We also got through "our worst Christmas ever". This is what the doctors told us in November, "You will more then likely have the worst Christmas you've ever had." And yes it was hard in many ways, but it was also special in many ways. We spent a lot of it at home. On Christmas Eve, I had chemo/radiation and thought I would be really sick. But I felt great all evening. We spent the evening visiting with friends and celebrating with our girls. Giving the girls their gifts felt extra special this year. They loved what we got them and were so appreciative. On Christmas Day, Darryl's family came to our home to celebrate. We enjoyed good food, games, gifts, and each other's company. Some of us took naps during the day, but we were together. On Boxing Day, my family came to our home for more good food, gifts, and games. No one was in the hospital; we were all together. So yes we stayed home and I felt tired and sick, but I was surrounded by all the things that mean the most to me. Our youngest daughter shared with me as I tucked her into bed, "This is the best Christmas ever because we are focused on God and each other more then gifts because of your cancer." This brought instant tears to my eyes. And I have thought so much about it since she said it. She is right; our family is experiencing God in a new way this year. We are learning to trust him with every detail in our life. We are seeing God provide for our family through so many different people around us. We are learning to receive His supernatural peace that is helping us sleep and cope each day. God is real. He is fighting cancer in my body and preparing Darryl's for surgery. He is helping our girls be okay with having sick parents and has brought key people around them to love them. Some of you who are reading this may not even realize how God is using you to bless us. So yes it was a difficult Christmas, but it was also a special Christmas. It is one we will never forget.
Friday, 27 December 2013
Today I reached my half way mark through treatments. My treatment plan is 6 weeks long and today I completed my third week. This feels like a big accomplishment! I have 2 more chemo treatments, 13 external radiation treatments, and 3 internal radiation treatments. So it's still a lot but I have 3 chemos and 12 radiations behind me. It all feels a bit easier now that I know what to expect. I have my routine figured out and know my way around Cancer Care like it's my second home. I've become a familiar face to everyone who needs to know me at the hospital. And I think I've gotten better at being okay with laying around and not doing much when I'm at home. I guess you could say I've adapted to this new life, but believe me it's temporary! I can't wait to feel healthy again. I think my family has adapted as well.
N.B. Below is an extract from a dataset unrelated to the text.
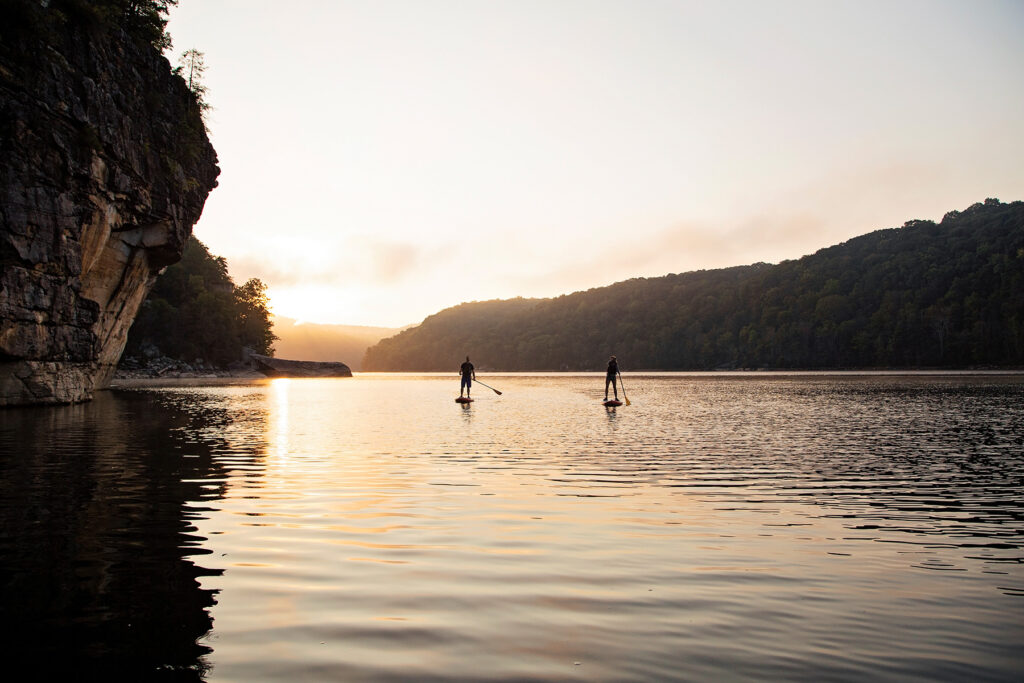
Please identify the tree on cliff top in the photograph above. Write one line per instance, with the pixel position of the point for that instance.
(193, 66)
(144, 19)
The girls enjoy watching movies with me in the evenings, and are getting better at playing quietly while I nap. Darryl has reorganized every corner of our house because he's been stuck at home with nothing to do while I'm resting. This of course will change next week when he will also be resting. So far, Jan. 2 is still surgery date. Darryl has had to go off all meds as of Christmas Day in preparation for surgery. So far, he's felt pretty good. We're hoping for 6 more good days for him.